Già l'11 settembre Otto von Below fu posto a capo della nuova 14ª Armata e fu nominato suo capo di Stato Maggiore lo stesso Dellmensingen. Venne chiarita con l'alleato austriaco la strategia da adottare: un primo sfondamento sarebbe dovuto avvenire a Plezzo, con direzione Saga e Caporetto, per conquistare monte Stol e puntare verso l'alto Tagliamento; contemporaneamente da Tolmino si sarebbe dovuto risalire l'Isonzo fino a Caporetto, per imboccare la valle del Natisone fino a Cividale del Friuli; un altro attacco frontale sarebbe partito invece contro il massiccio dello Iessa per impossessarsi successivamente di tutta la catena del Colovrat, da cui era possibile dominare la valle dello Judrio, accerchiando l'altopiano della Bainsizza e spingendosi fino al monte Corada[30]. Gli spostamenti di truppa dovevano essere effettuati con la massima segretezza e l'inizio delle operazioni era previsto per il 22 ottobre, ma alcuni ritardi di approvvigionamento posticiparono la data alle 2:00 del 24.

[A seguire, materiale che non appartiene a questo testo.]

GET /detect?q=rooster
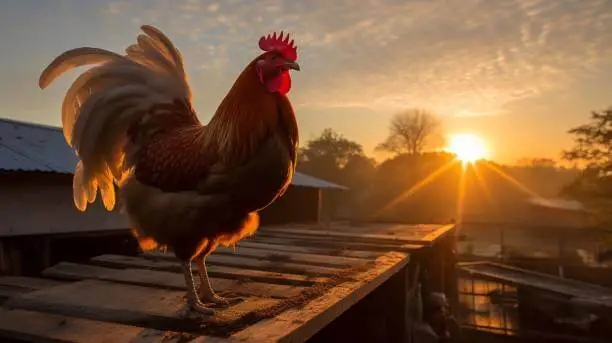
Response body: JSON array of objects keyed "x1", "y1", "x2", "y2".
[{"x1": 39, "y1": 25, "x2": 300, "y2": 316}]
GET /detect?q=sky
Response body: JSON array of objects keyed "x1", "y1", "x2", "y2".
[{"x1": 2, "y1": 0, "x2": 612, "y2": 164}]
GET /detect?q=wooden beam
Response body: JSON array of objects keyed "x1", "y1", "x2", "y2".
[
  {"x1": 196, "y1": 254, "x2": 347, "y2": 277},
  {"x1": 248, "y1": 236, "x2": 422, "y2": 253},
  {"x1": 0, "y1": 240, "x2": 6, "y2": 275},
  {"x1": 257, "y1": 226, "x2": 454, "y2": 246},
  {"x1": 0, "y1": 276, "x2": 66, "y2": 291},
  {"x1": 42, "y1": 237, "x2": 51, "y2": 271},
  {"x1": 0, "y1": 276, "x2": 67, "y2": 303},
  {"x1": 231, "y1": 241, "x2": 381, "y2": 259},
  {"x1": 230, "y1": 251, "x2": 410, "y2": 343},
  {"x1": 8, "y1": 241, "x2": 21, "y2": 275},
  {"x1": 145, "y1": 248, "x2": 367, "y2": 269},
  {"x1": 3, "y1": 279, "x2": 280, "y2": 333},
  {"x1": 317, "y1": 188, "x2": 323, "y2": 225},
  {"x1": 43, "y1": 262, "x2": 305, "y2": 299},
  {"x1": 0, "y1": 308, "x2": 213, "y2": 343},
  {"x1": 0, "y1": 287, "x2": 31, "y2": 304},
  {"x1": 90, "y1": 255, "x2": 328, "y2": 287},
  {"x1": 385, "y1": 264, "x2": 409, "y2": 343}
]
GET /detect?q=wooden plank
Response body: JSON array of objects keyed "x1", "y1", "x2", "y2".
[
  {"x1": 3, "y1": 279, "x2": 280, "y2": 334},
  {"x1": 222, "y1": 249, "x2": 362, "y2": 268},
  {"x1": 0, "y1": 277, "x2": 67, "y2": 304},
  {"x1": 231, "y1": 251, "x2": 410, "y2": 342},
  {"x1": 420, "y1": 224, "x2": 455, "y2": 242},
  {"x1": 249, "y1": 236, "x2": 422, "y2": 253},
  {"x1": 44, "y1": 262, "x2": 305, "y2": 299},
  {"x1": 0, "y1": 276, "x2": 66, "y2": 291},
  {"x1": 90, "y1": 255, "x2": 328, "y2": 287},
  {"x1": 43, "y1": 262, "x2": 123, "y2": 281},
  {"x1": 0, "y1": 308, "x2": 199, "y2": 343},
  {"x1": 233, "y1": 241, "x2": 381, "y2": 259},
  {"x1": 258, "y1": 226, "x2": 439, "y2": 245},
  {"x1": 217, "y1": 247, "x2": 367, "y2": 268},
  {"x1": 197, "y1": 254, "x2": 346, "y2": 277},
  {"x1": 279, "y1": 223, "x2": 455, "y2": 242},
  {"x1": 145, "y1": 248, "x2": 366, "y2": 269},
  {"x1": 0, "y1": 285, "x2": 30, "y2": 303}
]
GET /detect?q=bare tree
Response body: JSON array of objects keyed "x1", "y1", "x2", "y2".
[{"x1": 376, "y1": 108, "x2": 443, "y2": 155}]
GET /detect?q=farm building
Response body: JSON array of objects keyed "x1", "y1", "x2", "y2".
[{"x1": 0, "y1": 117, "x2": 346, "y2": 275}]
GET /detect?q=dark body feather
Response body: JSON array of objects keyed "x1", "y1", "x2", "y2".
[{"x1": 124, "y1": 57, "x2": 299, "y2": 261}]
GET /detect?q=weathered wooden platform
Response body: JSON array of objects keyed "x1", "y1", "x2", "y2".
[{"x1": 0, "y1": 223, "x2": 455, "y2": 343}]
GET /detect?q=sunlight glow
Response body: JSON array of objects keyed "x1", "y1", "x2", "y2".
[
  {"x1": 447, "y1": 133, "x2": 488, "y2": 163},
  {"x1": 483, "y1": 162, "x2": 543, "y2": 199},
  {"x1": 371, "y1": 160, "x2": 459, "y2": 219}
]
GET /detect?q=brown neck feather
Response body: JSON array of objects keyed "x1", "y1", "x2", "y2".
[{"x1": 206, "y1": 60, "x2": 293, "y2": 166}]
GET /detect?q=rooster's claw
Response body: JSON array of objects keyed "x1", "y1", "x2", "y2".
[{"x1": 178, "y1": 300, "x2": 215, "y2": 318}]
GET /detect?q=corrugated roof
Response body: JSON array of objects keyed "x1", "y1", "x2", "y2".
[
  {"x1": 0, "y1": 118, "x2": 77, "y2": 173},
  {"x1": 292, "y1": 171, "x2": 348, "y2": 190},
  {"x1": 0, "y1": 117, "x2": 347, "y2": 190}
]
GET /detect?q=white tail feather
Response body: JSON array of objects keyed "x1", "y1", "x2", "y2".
[
  {"x1": 40, "y1": 25, "x2": 192, "y2": 212},
  {"x1": 72, "y1": 161, "x2": 89, "y2": 212}
]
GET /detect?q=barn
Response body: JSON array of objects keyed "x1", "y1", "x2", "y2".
[{"x1": 0, "y1": 117, "x2": 346, "y2": 275}]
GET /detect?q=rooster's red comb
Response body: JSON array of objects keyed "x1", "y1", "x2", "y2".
[{"x1": 258, "y1": 31, "x2": 298, "y2": 61}]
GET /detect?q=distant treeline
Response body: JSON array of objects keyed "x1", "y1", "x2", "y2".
[{"x1": 296, "y1": 128, "x2": 578, "y2": 224}]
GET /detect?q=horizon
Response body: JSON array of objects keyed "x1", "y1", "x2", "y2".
[{"x1": 2, "y1": 0, "x2": 612, "y2": 164}]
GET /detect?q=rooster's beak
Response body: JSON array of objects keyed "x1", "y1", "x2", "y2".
[{"x1": 285, "y1": 61, "x2": 300, "y2": 71}]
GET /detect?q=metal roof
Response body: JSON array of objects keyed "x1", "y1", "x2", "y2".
[
  {"x1": 291, "y1": 171, "x2": 347, "y2": 190},
  {"x1": 0, "y1": 117, "x2": 347, "y2": 190},
  {"x1": 0, "y1": 117, "x2": 77, "y2": 173}
]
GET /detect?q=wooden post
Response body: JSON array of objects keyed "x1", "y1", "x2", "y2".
[
  {"x1": 442, "y1": 234, "x2": 458, "y2": 310},
  {"x1": 0, "y1": 240, "x2": 6, "y2": 275},
  {"x1": 385, "y1": 265, "x2": 409, "y2": 343},
  {"x1": 316, "y1": 188, "x2": 322, "y2": 225},
  {"x1": 41, "y1": 236, "x2": 51, "y2": 270},
  {"x1": 7, "y1": 240, "x2": 21, "y2": 276}
]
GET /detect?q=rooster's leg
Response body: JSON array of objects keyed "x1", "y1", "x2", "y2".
[
  {"x1": 196, "y1": 257, "x2": 243, "y2": 306},
  {"x1": 178, "y1": 260, "x2": 215, "y2": 317}
]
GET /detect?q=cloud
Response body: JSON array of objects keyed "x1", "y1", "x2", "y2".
[
  {"x1": 104, "y1": 1, "x2": 131, "y2": 15},
  {"x1": 102, "y1": 0, "x2": 612, "y2": 117}
]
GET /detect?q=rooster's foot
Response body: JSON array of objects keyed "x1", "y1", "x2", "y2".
[
  {"x1": 202, "y1": 294, "x2": 244, "y2": 307},
  {"x1": 178, "y1": 299, "x2": 215, "y2": 318},
  {"x1": 197, "y1": 287, "x2": 243, "y2": 307}
]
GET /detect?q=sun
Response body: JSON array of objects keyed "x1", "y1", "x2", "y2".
[{"x1": 447, "y1": 133, "x2": 488, "y2": 163}]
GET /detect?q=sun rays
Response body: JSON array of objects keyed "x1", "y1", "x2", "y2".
[
  {"x1": 447, "y1": 133, "x2": 489, "y2": 165},
  {"x1": 371, "y1": 134, "x2": 544, "y2": 224}
]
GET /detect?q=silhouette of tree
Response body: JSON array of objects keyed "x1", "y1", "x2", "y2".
[
  {"x1": 376, "y1": 109, "x2": 443, "y2": 156},
  {"x1": 297, "y1": 129, "x2": 375, "y2": 220},
  {"x1": 341, "y1": 154, "x2": 377, "y2": 189},
  {"x1": 298, "y1": 128, "x2": 366, "y2": 185},
  {"x1": 563, "y1": 108, "x2": 612, "y2": 174},
  {"x1": 562, "y1": 107, "x2": 612, "y2": 197}
]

Nel frattempo, il 18 settembre, Cadorna venne a sapere che il generale russo Kornilov aveva fallito nel suo intento di ribaltare il governo Kerenskij, favorevole a un'uscita del suo paese dalla guerra, e quindi, prevedendo uno spostamento di forze austriache e tedesche verso altri fronti, ordinò tassativamente alla 2ª e alla 3ª Armata di stabilire posizioni difensive. Il giorno dopo il duca d'Aosta (capo della 3ª Armata) inoltrò l'ordine ai suoi uomini, ma specificò di prepararsi al contrattacco se questo si fosse reso necessario per prevenire le mosse del nemico, imitato in questo da Capello (al vertice della 2ª Armata) il quale però, a differenza di lui, non fece arretrare in misura ragionevole le artiglierie. Nel frattempo la salute di quest'ultimo, precaria già da tempo, peggiorò, e così il 4 ottobre il generale si ritirò in convalescenza a Padova, lasciando al suo posto Luca Montuori, senza emanare alcuna istruzione[31]. Cadorna si rese conto dell'errore di Capello solamente il 18 ottobre, e il giorno seguente lo ricevette a Udine ribadendogli di eseguire il suo ordine con più decisione e velocità, mentre nel frattempo inviò due ufficiali presso Cavaciocchi e Badoglio per un aggiornamento della situazione e per verificare la necessità di inviare rinforzi, ma entrambi i comandanti risposero che non ve ne era bisogno, data la loro fiducia di mantenere le posizioni.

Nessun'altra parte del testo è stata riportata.